I point with my pencil at his diagram in the upper right of the page. “What are two things you can tell me about segment DC in this figure?”

The color drains from his face. “Wh — what do you mean?”

I tap on the pristine, unannotated diagram. “Segment DC, over here.”

I look up at him and blink. Then I wait.

The adrenaline shooting through his veins is palpable. “It’s – it’s … ” He squinches up his brow. “… the midpoint …?”

I nod vigorously. “Good! The endpoint C is the midpoint of … what exactly?”

He frowns again, searching intently. He is fully present in the thinking. “… segment AR …?”

I nod again and hand him a purple colored pencil. “What does that mean about segments AC and CR?”

“They’re … equal?”

“They’re congruent, yes.” I tap on the diagram. “Mark those.”

He colors the two halves of the segment and draws tick marks to indicate equal length. I can see that he knows I know he was bullsh—ing me, but now he is here in the moment, learning. 

I return to the text of his proof, near the middle of the page. “Tell me how you got from step three to step four.” 

He shrugs and shakes his head. This is the most honest interaction we have had in weeks. We both know it.
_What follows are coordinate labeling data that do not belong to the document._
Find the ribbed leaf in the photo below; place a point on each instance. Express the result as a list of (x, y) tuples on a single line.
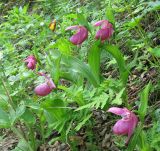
[(115, 52), (135, 137), (83, 21), (81, 68)]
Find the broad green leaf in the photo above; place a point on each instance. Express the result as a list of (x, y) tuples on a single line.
[(28, 117), (94, 60), (155, 51), (134, 139), (64, 46), (15, 115), (115, 52), (85, 119), (4, 119), (21, 146), (54, 108), (144, 102), (81, 68), (82, 21)]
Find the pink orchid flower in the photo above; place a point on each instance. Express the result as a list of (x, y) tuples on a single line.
[(106, 30), (127, 124), (46, 87), (31, 62), (80, 36)]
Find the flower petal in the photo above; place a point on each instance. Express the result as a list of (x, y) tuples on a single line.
[(117, 111), (121, 127), (75, 27), (99, 23)]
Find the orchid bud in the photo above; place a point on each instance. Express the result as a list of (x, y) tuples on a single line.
[(80, 36), (46, 87), (127, 124), (106, 30), (31, 62)]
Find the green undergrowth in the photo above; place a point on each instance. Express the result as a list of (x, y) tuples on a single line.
[(92, 76)]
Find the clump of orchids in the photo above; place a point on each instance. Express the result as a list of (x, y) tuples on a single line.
[(124, 126)]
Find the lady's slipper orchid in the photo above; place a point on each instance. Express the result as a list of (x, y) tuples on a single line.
[(127, 124), (80, 36), (106, 30), (46, 87), (31, 62)]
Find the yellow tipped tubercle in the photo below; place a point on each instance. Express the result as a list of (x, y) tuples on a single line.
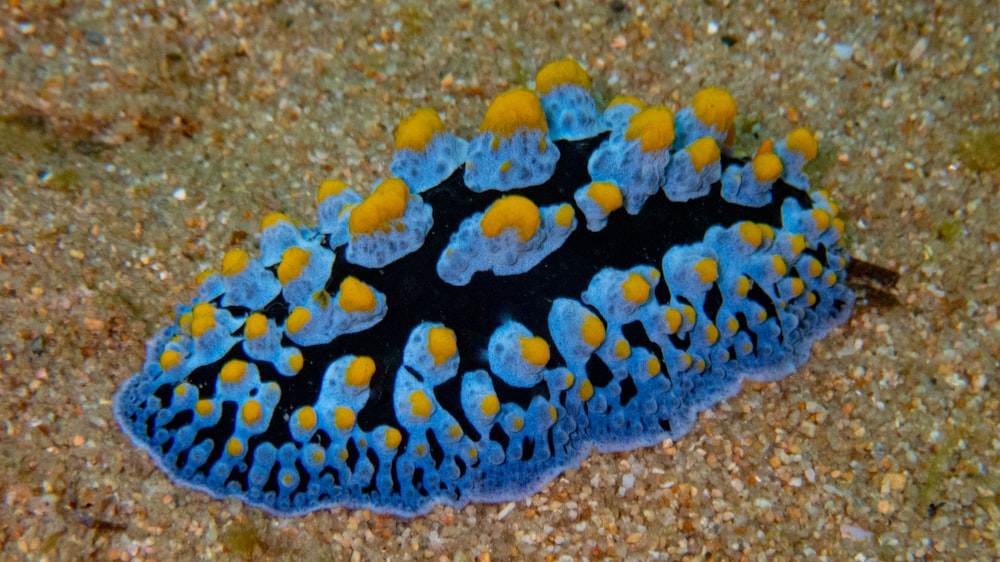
[(715, 107), (802, 141), (654, 126), (441, 344), (513, 211), (559, 73), (511, 111), (356, 296), (607, 195), (387, 203), (416, 131)]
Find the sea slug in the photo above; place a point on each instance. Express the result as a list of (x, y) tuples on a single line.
[(570, 279)]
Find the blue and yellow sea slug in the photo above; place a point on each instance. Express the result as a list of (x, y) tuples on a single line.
[(568, 279)]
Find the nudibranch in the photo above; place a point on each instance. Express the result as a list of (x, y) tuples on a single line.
[(570, 279)]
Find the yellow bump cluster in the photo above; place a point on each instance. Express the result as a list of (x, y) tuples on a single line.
[(511, 111), (715, 107), (416, 131), (635, 288), (767, 166), (703, 152), (233, 371), (234, 262), (251, 412), (490, 405), (387, 203), (512, 211), (802, 141), (360, 371), (356, 296), (605, 194), (535, 350), (559, 73), (202, 319), (654, 126), (441, 344)]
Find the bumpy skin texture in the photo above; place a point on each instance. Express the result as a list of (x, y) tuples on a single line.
[(506, 339)]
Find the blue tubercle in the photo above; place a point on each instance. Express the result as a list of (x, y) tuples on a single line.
[(567, 280)]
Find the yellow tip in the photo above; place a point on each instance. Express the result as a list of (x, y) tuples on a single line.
[(653, 366), (343, 418), (535, 350), (306, 416), (360, 371), (293, 261), (441, 344), (233, 371), (297, 319), (802, 141), (703, 152), (511, 111), (329, 188), (592, 331), (387, 203), (607, 195), (234, 447), (420, 405), (780, 267), (255, 327), (356, 296), (251, 412), (707, 269), (622, 349), (743, 286), (635, 288), (393, 437), (654, 126), (296, 362), (767, 167), (711, 334), (416, 131), (715, 107), (273, 219), (564, 215), (673, 319), (490, 405), (512, 211), (234, 261), (566, 71)]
“See if your table mates can help you to explain how this transition between steps three and four makes sense. Then come back.”

He takes the paper from my desk and starts to lay down the colored pencil, but I wave him away, indicating that he should take it with him. As he returns to his table group, I can hear him starting to explain their challenge. Another student leans into the conversation in the middle of the table, and somebody else points at the diagram.
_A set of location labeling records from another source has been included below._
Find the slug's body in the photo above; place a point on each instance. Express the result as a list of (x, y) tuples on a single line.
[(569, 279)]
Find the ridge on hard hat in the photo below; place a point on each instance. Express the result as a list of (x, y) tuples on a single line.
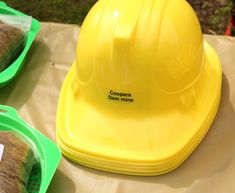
[(144, 88)]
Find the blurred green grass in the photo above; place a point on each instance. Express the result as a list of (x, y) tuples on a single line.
[(62, 11)]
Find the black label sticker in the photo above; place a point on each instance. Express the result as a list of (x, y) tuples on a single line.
[(120, 96)]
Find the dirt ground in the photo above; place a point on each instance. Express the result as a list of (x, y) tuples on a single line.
[(213, 14)]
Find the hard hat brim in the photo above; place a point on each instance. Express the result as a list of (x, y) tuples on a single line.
[(152, 146)]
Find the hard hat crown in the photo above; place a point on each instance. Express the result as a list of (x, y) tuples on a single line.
[(142, 52)]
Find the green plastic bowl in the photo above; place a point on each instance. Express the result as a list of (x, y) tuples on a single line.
[(47, 151), (9, 73)]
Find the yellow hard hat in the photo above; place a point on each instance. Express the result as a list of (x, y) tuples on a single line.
[(144, 88)]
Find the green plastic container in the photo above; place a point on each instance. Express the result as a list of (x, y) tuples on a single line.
[(47, 151), (9, 73)]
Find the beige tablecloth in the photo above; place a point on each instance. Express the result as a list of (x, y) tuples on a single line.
[(34, 93)]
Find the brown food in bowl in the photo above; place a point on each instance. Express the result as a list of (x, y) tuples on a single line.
[(16, 164)]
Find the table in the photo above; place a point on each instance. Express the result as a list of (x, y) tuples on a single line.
[(34, 93)]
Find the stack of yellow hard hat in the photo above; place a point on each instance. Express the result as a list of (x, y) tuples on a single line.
[(143, 91)]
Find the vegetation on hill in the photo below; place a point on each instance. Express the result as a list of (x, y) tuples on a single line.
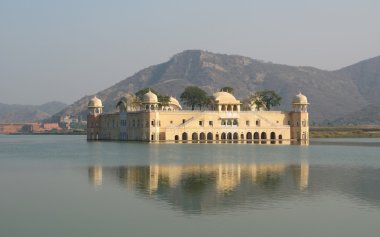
[(332, 94)]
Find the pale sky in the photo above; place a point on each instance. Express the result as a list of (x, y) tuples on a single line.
[(65, 49)]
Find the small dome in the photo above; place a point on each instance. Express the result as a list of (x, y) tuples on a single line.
[(223, 97), (300, 99), (95, 102), (174, 101), (150, 98)]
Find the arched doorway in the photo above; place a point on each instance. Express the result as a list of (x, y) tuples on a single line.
[(184, 137), (229, 136), (263, 138), (249, 137), (236, 137), (256, 137), (223, 137), (209, 137), (202, 137), (194, 137), (272, 138)]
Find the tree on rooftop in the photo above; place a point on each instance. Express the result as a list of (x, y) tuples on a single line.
[(265, 100), (227, 89), (194, 96)]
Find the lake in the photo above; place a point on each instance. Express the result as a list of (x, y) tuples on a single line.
[(66, 186)]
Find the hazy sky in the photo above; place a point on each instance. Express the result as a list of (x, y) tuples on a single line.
[(63, 50)]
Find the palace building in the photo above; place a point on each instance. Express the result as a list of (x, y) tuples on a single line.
[(149, 121)]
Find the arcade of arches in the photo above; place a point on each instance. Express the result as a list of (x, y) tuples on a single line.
[(229, 136)]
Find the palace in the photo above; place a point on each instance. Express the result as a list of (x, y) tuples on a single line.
[(151, 122)]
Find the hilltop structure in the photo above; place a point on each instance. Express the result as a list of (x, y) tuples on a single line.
[(151, 122)]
This is one of the things young teens don’t understand about generative A.I. — you can only get out what you put in. And if you don’t have much understanding to begin with, the prompt you provide is not going to be very deep or precise … or even interesting.

A.I. is not magic, though the experience of using it can definitely feel magical. 

Typing a prompt and receiving a lengthy and seemingly thoughtful response or a vivid image that seems well-crafted and thorough feels miraculous — at least until somebody knowledgeable starts analyzing and points out that there are seven fingers on the child’s left hand. But this is a child’s-eye view, believing that somebody else’s shortcut will replace your personal obligation to develop your own best human thinking. 

Sooner or later, somebody a little more advanced than you are is going to point out there’s a circular argument short-circuiting your proof. 

This is not an indictment of A.I. Far from it. It’s just evidence of the kind of unavoidable hiccups we have learned to expect in the evolution of any complex technology. There’s an old saying in the software engineering community: first we put the bugs in – then we take the bugs out

At its best, generative A.I. can be a worthy dance partner for students. But they still need to learn how to do their own dance steps – that is, if they actually want to learn how to dance in the adult world.

So while I hate to be a downer, it needs to be said — and probably more than once. Carefully hand-copying an A.I.-generated artifact is not going to be a long-term meaningful substitute for getting educated.

No one is going to be excused from their basic obligation to learn how to think in this lifetime. 

Sorry, kids.

Elizabeth Statmore teaches math at Lowell High School and was the 2024 San Francisco Democratic Party Educator of the Year.